Un arrêté anti-mendicité qui provoque la polémique
Dans la continuité de ses actions, le maire a pris un arrêté municipal contre la mendicité, une mesure rapportée par Actu.fr. Cet arrêté a immédiatement suscité une réaction de la Ligue des droits de l'homme (LDH), qui a déposé une requête en annulation devant la justice.
En réponse à ce recours, Christophe Barthès a annoncé, en fin de conseil municipal, la suppression de la subvention accordée à la LDH. De plus, l'association ne pourra plus bénéficier gratuitement d'un bureau trois jours par semaine dans la ville. « C'est terminé, ils iront se chercher un bureau ailleurs », a déclaré le maire, selon nos confrères.

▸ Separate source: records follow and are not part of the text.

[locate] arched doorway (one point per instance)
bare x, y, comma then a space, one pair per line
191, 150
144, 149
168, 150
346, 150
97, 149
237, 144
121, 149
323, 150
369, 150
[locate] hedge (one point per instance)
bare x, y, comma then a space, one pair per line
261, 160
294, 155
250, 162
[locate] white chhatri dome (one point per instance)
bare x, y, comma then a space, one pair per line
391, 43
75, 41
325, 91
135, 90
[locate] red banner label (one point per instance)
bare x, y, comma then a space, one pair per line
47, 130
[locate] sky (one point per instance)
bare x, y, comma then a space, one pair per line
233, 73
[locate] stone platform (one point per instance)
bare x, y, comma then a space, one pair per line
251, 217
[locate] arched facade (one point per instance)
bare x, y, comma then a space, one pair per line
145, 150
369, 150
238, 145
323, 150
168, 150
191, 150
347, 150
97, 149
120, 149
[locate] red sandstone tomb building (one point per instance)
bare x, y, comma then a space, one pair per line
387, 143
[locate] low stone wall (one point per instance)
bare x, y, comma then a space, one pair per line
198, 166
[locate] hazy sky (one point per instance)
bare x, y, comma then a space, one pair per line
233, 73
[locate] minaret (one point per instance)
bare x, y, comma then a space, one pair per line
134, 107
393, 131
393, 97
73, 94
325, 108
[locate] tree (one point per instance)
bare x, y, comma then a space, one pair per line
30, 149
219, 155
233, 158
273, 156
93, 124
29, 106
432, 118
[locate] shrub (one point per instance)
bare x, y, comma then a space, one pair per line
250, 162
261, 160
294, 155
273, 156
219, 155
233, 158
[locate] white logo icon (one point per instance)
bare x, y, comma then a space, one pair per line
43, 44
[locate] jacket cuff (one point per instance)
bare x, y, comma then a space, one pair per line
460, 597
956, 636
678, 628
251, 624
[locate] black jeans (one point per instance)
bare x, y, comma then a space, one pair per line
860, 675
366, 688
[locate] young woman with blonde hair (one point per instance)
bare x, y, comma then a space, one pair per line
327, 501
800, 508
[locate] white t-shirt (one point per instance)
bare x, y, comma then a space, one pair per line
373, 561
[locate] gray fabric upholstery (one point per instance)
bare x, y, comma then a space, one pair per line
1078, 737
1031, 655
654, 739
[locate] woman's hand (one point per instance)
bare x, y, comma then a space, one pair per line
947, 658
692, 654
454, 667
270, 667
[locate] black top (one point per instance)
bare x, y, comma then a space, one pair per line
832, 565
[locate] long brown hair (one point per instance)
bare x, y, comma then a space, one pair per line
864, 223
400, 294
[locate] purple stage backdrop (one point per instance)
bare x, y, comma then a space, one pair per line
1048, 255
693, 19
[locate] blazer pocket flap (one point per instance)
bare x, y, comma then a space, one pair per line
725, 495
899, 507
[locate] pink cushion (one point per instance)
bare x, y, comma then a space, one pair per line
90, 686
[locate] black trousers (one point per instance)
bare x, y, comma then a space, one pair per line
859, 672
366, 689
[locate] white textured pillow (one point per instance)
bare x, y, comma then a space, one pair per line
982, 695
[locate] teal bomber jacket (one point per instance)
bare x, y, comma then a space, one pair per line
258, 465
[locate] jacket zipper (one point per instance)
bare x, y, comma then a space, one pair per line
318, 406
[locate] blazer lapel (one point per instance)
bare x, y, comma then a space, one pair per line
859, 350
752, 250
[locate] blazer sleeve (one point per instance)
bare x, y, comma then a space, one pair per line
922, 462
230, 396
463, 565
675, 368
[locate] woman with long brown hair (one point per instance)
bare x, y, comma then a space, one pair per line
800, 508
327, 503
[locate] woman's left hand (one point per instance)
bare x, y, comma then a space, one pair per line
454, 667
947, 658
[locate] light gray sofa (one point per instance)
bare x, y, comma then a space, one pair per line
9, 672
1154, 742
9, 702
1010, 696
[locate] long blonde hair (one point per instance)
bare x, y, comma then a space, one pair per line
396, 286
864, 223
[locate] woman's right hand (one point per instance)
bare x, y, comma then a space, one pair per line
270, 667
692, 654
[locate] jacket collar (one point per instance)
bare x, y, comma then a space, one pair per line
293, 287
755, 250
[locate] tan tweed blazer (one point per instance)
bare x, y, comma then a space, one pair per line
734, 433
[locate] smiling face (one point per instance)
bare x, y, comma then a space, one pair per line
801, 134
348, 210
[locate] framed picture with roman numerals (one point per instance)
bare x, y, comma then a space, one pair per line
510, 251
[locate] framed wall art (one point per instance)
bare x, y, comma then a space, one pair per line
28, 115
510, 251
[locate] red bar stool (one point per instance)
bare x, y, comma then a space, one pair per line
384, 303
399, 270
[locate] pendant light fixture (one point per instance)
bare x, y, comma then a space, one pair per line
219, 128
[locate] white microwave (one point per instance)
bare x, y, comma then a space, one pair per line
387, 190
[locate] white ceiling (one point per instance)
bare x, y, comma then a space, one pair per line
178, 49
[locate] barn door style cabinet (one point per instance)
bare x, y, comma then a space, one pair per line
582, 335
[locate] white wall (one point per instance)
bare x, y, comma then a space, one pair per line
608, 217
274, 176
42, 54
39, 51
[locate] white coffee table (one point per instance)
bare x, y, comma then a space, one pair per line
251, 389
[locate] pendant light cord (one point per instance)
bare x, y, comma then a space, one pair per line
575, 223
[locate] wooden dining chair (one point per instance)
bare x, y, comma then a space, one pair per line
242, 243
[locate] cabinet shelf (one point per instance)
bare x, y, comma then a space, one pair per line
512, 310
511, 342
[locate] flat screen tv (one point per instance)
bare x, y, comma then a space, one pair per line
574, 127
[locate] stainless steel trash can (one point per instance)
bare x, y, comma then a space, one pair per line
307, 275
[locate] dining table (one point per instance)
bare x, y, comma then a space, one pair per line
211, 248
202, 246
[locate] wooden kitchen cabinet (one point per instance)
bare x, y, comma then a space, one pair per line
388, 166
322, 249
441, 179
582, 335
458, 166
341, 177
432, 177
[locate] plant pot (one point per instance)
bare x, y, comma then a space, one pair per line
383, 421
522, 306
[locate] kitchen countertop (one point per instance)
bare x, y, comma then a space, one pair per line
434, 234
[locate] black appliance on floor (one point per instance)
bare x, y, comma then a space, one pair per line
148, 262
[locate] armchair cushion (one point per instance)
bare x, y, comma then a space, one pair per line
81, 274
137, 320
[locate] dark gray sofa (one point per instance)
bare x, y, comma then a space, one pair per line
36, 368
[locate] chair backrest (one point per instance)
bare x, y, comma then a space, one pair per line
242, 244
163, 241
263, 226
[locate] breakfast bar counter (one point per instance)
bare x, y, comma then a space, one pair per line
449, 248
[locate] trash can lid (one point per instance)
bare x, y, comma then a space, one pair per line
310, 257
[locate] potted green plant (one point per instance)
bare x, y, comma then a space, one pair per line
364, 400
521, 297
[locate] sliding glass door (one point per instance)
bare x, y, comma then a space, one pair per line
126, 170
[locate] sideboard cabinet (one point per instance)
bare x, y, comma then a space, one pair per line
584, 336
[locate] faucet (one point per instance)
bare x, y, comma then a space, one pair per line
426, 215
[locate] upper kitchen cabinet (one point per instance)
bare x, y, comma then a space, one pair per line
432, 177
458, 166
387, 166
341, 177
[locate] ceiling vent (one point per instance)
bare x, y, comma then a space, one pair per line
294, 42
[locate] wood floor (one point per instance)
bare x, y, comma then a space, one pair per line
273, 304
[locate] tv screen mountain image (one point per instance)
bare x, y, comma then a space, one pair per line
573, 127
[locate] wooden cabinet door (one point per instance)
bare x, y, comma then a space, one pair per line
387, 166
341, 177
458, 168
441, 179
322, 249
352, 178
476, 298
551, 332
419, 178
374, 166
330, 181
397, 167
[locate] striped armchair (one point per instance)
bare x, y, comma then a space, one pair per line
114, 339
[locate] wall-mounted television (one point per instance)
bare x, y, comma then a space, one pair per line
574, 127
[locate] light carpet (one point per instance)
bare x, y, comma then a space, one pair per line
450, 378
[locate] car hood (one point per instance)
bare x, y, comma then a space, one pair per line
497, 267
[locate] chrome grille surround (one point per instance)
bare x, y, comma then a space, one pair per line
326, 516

Une réaffectation des fonds vers d'autres associations
Le maire a justifié cette décision en expliquant qu'il préférait réorienter les fonds vers des associations effectuant des maraudes, estimant que cela correspondait mieux aux priorités de sa municipalité. Cette démarche s'inscrit dans sa volonté de rétablir le confort et la sécurité à Carcassonne, comme promis durant sa campagne.
Ces actions rapides illustrent la détermination de Christophe Barthès à appliquer son programme, mais elles soulèvent également des questions sur les relations entre la municipalité et les organisations de défense des droits. La suppression de la subvention à la LDH pourrait avoir des répercussions sur les activités de l'association dans la région.